He'd built a nest out of pillows and he lifted a towel up. He looked inside to see…

"Charlie!" he said. "Why did you bring those in the house?"

"Because their mother's gone!" Charlie said. "She disappeared!"

"Oh no," Bill said. "Charlie, is this was bit Percy yesterday?"

Charlie hesitated. "They didn't do it on purpose, I know they didn't. They're so sweet, Bill…"

"Charlie," Bill sighed. "We have to tell Mum!"

"She'll put them back outside!" Charlie said. "Foxes and hawks and other animals will eat them! They're just babies, Bill. We wouldn't just leave Fred and George outside!"

"Fred and George are people, Charlie!"

"They're people with family and these baby rabbits don't have them," Charlie said. "They're so sweet, Bill. There's Ears, Cottony, Sunday, Easter…"

Oh no. Bill had once heard Mum tell Dad never to let Charlie name things, because when they were named it was all over.

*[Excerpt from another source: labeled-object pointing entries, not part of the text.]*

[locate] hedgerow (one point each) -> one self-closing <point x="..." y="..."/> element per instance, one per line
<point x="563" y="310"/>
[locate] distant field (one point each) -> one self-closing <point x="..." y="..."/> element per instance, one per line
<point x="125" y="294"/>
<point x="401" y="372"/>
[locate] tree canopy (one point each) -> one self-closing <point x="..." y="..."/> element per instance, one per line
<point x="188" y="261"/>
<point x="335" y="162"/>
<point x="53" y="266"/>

"Okay, look," Bill said. "Let's… let's just put them under the porch, and tell Mum we found them. Maybe we can tell her that we have to keep them for a school project and we can make a house for them outside and they'll be safe, okay? And then Mum never has to know one of them maybe bit Percy."

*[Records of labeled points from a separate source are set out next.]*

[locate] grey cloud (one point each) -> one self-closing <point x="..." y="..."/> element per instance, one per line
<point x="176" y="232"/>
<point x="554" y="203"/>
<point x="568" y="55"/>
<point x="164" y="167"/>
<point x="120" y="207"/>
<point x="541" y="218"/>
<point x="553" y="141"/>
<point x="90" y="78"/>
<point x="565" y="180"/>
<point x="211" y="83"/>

Charlie's eyes brightened. "Yeah! Yeah, that's perfect!"

"Okay. Is there anything else you put in the fort?"

"No," Charlie said.

"Promise?"

"Promise."

They shook on it.


"Charlie, what are we going to do with this?" Dad asked.

"Love it," Charlie said, holding the duck that he had bought at the farmer's market with the galleon Cousin Throckmorton had given him for his birthday.


"BILL DON'T!"

Charlie burst into the bathroom and Bill pulled up his pants in a rush.

"Charlie!" Bill protested.

"Don't use the toilet," Charlie said breathlessly—as if he'd run across the house to tell him.

"Dad said he'd finally fixed the pipes downstairs!" Bill said. "Let me pee!"

"No, no, no," Charlie said. "Look."

He opened the toilet lid and, swimming in there were…

"Mum's going to kill you."

"No she won't! She'll understand!" Charlie said. "I couldn't leave them in the pond now that that Gridylow moved in."

"Did you go near the pond with the Grindylow in it? Charlie! That's dangerous!"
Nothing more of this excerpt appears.